Pages

Thursday 30 August 2012

Congress frustration on CAG reflects in parliamentary behaviour

Congress frustration on CAG reflects in parliamentary behaviour- Yashwant Sinha


This article is addressed to all defenders of the faith who are constantly haranguing BJP to stop disruptingParliament and save Indian democracy. Public memory is short, media's shorter. A section of the media also suffers from selective amnesia. 

The Vajpayee-Ied government was the first non-Congress government which governed India for over six years. It won an election in 1999, to return to power. It did suffer the fate of all earlier non-Congress governments in 1998, but acquired stability in its next term. 

Its success led many to believe that Congress was not going to return to power any time soon. The resulting frustration in the Congress led to a complete change in its parliamentary behaviour. One has merely to look at the record of the thirteenth Lok Sabha to realise how often the Congress resorted to disruption and how flimsy were the grounds of those disruptions. Let me chronicle a few just to set the record straight and refresh the memory of the defenders of the faith. 

If frequent adjournment of the Lok Sabha due to interruptions and disorderly scenes resulted in the loss of time of 10.66% during the Twelfth Lok Sabha, it increased to 19% during the Thirteenth Lok Sabha. 

In February 2000, a circular issued by the Gujarat government, allowing its employees to take part in the activities of the RSS paralysed the business of Lok Sabha for at least 10 days. In December 2000, the House was paralysed once again for eight days when CBI filed a chargesheet against three Union ministers in the Babri Masjid case. 
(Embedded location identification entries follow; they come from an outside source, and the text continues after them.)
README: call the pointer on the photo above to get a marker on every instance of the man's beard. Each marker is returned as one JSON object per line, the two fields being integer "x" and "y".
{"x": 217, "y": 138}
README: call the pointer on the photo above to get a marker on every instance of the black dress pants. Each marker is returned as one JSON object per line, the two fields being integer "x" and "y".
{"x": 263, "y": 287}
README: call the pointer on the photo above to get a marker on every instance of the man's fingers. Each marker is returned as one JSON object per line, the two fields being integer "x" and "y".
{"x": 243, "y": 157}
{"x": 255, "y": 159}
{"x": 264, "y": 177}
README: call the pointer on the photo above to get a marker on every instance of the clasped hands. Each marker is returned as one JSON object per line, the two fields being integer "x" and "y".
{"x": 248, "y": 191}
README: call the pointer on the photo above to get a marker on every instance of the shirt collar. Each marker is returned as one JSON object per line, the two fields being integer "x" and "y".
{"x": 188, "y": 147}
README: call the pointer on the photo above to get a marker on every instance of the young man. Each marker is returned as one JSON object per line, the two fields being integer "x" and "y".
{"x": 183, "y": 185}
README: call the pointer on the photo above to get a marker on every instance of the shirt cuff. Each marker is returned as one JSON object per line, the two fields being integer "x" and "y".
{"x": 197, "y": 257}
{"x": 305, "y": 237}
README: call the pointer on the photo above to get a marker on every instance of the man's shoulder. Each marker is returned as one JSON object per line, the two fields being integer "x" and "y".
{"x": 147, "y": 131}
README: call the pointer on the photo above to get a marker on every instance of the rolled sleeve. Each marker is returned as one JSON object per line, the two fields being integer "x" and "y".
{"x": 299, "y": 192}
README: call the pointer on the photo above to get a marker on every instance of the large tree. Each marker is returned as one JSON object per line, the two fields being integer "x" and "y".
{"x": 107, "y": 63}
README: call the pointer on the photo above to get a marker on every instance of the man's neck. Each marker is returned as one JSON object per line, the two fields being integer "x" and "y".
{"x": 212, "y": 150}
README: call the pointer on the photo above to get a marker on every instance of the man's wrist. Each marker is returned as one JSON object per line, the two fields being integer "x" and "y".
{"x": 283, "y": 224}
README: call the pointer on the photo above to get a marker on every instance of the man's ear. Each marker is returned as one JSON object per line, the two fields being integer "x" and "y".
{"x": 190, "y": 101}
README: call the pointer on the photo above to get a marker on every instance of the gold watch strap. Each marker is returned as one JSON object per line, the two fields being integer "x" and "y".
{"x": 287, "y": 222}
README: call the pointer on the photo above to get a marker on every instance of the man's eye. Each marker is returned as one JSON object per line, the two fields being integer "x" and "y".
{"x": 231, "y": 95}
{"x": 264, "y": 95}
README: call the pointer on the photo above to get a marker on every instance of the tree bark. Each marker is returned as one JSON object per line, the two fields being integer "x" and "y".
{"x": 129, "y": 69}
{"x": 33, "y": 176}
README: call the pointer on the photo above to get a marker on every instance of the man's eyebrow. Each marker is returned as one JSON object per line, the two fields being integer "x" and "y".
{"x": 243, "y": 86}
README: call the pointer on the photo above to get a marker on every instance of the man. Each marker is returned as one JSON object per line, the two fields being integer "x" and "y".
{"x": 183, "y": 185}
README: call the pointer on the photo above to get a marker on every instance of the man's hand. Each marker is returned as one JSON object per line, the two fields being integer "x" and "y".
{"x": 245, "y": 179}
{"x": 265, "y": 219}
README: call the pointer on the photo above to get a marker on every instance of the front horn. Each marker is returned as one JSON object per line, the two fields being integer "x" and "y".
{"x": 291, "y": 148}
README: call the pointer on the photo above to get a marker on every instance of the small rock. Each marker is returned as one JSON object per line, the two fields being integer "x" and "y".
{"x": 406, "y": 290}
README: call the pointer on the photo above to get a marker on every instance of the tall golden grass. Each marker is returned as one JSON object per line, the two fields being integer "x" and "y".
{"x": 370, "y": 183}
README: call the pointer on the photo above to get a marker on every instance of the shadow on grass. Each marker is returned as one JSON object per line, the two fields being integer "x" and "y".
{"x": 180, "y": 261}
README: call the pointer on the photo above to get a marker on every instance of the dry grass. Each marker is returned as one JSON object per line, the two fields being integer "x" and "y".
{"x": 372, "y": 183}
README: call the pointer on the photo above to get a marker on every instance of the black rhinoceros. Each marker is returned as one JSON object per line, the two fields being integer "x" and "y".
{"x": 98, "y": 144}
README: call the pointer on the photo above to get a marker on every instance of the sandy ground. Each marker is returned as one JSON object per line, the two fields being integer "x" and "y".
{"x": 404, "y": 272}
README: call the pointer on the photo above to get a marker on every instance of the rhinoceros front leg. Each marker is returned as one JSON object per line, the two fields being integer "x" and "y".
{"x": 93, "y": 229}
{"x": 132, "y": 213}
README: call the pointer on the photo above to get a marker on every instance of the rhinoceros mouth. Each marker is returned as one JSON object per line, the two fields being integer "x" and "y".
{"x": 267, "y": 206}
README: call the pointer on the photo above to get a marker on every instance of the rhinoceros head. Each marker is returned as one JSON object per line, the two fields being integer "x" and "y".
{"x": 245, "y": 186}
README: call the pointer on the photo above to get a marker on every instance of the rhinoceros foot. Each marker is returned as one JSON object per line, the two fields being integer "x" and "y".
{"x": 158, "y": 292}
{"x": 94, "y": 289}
A major part of the budget session of 2001 was lost because of the Tehelka sting operation. The same thing happened when the Comptroller and Auditor-General report on the purchase of coffins for the armed forces was presented to Parliament. Parliament was disrupted and George Fernandes was boycotted by the Congress in Parliament. He was described as a Kafan Chor. 

When the US forces invaded Iraq in early 2003, despite the fact that the prime minister himself made a statement expressing strong opposition to any military action in Iraq, the Congress insisted on Parliament passing a resolution condemning the US action. They disrupted the proceedings of Parliament again for many days until finally the great democrat Shri Atal Bihari Vajpayee instructed us to work out a compromise which we did. 

Only then was Parliament allowed to function. Compare Sonia Gandhi's belligerence today to the statesmanship of Vajpayee then. The examples of unprecedented corruption in recent years have been brought in the public domain by none other than a constitutional body like CAG. This has made the prime minister depart from established practice and make a statement in Parliament on August 27, 2012, criticising CAG. An extraordinary statement indeed by a person who has spent all his life as an economic administrator and should know more than anyone else about the role and responsibility of CAG. 

The defenders of the faith are quiet on this point. They never tire of reminding us that according to our parliamentary procedure reports of CAG are automatically referred to the PAC and are examined by the PAC. This is absolutely correct. So, the report of the CAG on the 2G scam came to the PAC. Indeed, this was exactly the argument given by the government to reject our demand for a JPC.